I recently finished edits on a novella that will be out this fall, and every time I work with an editor, I learn something new. No matter how tight I think my writing is, when I work with an editor who really knows their stuff, I find something that needs more cranking. I’ve been doing this for a long time, so I’ve gotten past the point where having my mistakes pointed out to me makes me defensive. Usually I slap my forehead, get a bit chagrined, but ultimately I’m grateful to learn something new and have the opportunity to make my writing even better. I habitually thank my editors for their insight and for being willing to teach me things.
That’s why I’m a writer, after all, not just because I like to tell stories, but because I want to understand writing and all its rules and usages and learn everything I can about it. A carpenter learns their trade not just because they love to build things, but because they’re interested in all the components of their craft–the tools, the wood, the techniques. I think it’s an important aspect of any skill that you want to keep learning about it and trying to do it better. A carpenter wouldn’t create a lopsided, precariously-built house and call it good enough, and I don’t want to leave my writing ‘good enough’ when it could be better.
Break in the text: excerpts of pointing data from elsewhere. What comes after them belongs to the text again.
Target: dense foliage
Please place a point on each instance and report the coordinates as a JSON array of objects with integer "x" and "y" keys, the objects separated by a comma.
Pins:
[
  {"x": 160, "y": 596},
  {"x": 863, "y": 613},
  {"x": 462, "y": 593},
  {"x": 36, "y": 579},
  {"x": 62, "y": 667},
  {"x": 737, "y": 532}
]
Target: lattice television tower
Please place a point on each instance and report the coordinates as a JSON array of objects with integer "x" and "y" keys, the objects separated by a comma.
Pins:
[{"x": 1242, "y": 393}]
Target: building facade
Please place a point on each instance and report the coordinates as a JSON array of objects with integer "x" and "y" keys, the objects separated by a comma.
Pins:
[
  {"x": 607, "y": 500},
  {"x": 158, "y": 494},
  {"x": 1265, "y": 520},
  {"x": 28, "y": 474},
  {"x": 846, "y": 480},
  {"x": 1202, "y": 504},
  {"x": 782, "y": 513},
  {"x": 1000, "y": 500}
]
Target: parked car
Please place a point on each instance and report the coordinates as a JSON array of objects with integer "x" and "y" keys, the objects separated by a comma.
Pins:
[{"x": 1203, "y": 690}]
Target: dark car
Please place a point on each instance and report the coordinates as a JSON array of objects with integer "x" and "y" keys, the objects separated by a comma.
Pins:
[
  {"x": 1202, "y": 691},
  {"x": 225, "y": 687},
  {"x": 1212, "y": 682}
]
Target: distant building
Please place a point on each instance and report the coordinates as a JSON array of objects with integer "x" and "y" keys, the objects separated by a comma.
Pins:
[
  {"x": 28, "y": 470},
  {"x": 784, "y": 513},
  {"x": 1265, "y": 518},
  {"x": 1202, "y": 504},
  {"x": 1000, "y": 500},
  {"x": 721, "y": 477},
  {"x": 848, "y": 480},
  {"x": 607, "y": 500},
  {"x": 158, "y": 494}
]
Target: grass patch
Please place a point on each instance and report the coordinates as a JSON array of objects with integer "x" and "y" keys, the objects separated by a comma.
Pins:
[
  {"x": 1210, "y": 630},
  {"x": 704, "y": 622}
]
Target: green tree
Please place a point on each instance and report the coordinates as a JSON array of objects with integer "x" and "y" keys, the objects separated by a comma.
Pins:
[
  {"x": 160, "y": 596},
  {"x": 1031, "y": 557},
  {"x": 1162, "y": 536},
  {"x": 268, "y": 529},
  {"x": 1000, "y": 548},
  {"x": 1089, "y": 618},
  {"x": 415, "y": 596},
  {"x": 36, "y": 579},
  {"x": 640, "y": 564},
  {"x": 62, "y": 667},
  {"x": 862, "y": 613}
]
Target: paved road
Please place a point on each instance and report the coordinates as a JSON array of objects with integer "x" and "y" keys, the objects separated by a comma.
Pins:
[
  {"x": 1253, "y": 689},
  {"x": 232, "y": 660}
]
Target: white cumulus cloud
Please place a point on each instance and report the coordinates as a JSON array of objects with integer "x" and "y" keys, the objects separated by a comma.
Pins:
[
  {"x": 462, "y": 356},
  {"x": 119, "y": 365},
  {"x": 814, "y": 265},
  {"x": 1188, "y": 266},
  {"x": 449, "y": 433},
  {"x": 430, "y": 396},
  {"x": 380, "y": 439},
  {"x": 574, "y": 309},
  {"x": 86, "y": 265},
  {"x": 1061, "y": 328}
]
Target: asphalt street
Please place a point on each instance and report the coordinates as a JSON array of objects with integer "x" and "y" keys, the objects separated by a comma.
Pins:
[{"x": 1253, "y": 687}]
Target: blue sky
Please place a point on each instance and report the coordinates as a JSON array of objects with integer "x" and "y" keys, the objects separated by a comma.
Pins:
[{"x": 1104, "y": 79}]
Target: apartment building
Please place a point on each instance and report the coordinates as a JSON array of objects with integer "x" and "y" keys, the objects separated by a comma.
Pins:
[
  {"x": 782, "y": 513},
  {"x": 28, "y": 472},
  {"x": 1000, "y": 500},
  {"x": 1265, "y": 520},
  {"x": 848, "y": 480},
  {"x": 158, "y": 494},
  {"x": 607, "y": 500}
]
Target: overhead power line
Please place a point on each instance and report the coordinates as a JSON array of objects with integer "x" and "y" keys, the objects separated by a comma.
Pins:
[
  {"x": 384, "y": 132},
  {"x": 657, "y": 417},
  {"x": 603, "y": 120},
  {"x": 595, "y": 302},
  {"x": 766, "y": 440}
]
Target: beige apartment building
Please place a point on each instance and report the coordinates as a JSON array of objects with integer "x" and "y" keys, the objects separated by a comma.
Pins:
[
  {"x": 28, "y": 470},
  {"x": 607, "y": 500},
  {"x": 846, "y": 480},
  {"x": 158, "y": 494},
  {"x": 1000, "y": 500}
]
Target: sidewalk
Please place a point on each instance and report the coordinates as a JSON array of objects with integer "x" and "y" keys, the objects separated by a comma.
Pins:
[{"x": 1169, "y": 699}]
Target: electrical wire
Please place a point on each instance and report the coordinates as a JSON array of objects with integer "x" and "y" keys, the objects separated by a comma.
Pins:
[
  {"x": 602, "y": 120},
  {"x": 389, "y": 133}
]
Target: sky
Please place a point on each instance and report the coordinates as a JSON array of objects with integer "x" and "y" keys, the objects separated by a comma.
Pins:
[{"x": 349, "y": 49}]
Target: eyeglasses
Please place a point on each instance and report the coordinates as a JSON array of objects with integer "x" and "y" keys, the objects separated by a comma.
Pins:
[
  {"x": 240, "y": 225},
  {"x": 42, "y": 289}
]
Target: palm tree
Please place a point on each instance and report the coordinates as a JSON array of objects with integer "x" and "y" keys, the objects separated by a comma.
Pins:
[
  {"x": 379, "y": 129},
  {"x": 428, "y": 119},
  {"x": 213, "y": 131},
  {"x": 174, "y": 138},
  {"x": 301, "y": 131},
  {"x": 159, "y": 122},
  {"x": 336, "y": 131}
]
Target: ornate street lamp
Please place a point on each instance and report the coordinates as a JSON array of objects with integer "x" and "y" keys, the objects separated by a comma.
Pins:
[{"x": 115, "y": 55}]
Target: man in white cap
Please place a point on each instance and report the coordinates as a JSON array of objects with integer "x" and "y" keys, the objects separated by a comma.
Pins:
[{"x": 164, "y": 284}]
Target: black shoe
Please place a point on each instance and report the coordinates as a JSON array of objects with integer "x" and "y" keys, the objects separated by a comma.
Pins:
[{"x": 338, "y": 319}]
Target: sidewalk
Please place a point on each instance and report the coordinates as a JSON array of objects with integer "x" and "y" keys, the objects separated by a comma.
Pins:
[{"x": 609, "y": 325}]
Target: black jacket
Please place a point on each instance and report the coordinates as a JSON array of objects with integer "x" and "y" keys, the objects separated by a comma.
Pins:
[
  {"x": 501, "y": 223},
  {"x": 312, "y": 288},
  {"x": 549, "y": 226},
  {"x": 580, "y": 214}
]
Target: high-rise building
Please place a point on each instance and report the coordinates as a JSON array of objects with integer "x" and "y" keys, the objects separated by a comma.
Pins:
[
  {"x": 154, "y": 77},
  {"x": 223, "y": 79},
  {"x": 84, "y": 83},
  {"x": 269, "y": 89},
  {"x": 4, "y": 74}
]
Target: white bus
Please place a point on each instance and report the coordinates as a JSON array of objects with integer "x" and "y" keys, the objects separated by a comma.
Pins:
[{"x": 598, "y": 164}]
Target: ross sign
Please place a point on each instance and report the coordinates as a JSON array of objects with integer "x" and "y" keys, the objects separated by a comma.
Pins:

I’m happy every time I learn something new, even if I look back at the already-published stuff and wince because I wasn’t doing it then. However, the thing about writing is you can’t keep going back and fixing up things that have already gone out into the world (and if you’re traditionally published, just try asking your publisher if they’ll take your book down and let you revise it–see how hilarious that reaction is) you can only apply the new things you’ve learned to future books and keep trying to be better.
I don’t expect to ever be perfect, I don’t think there is any such thing–I’ve seen even the biggest authors in the business make mistakes–but I love to write and I love to learn about it.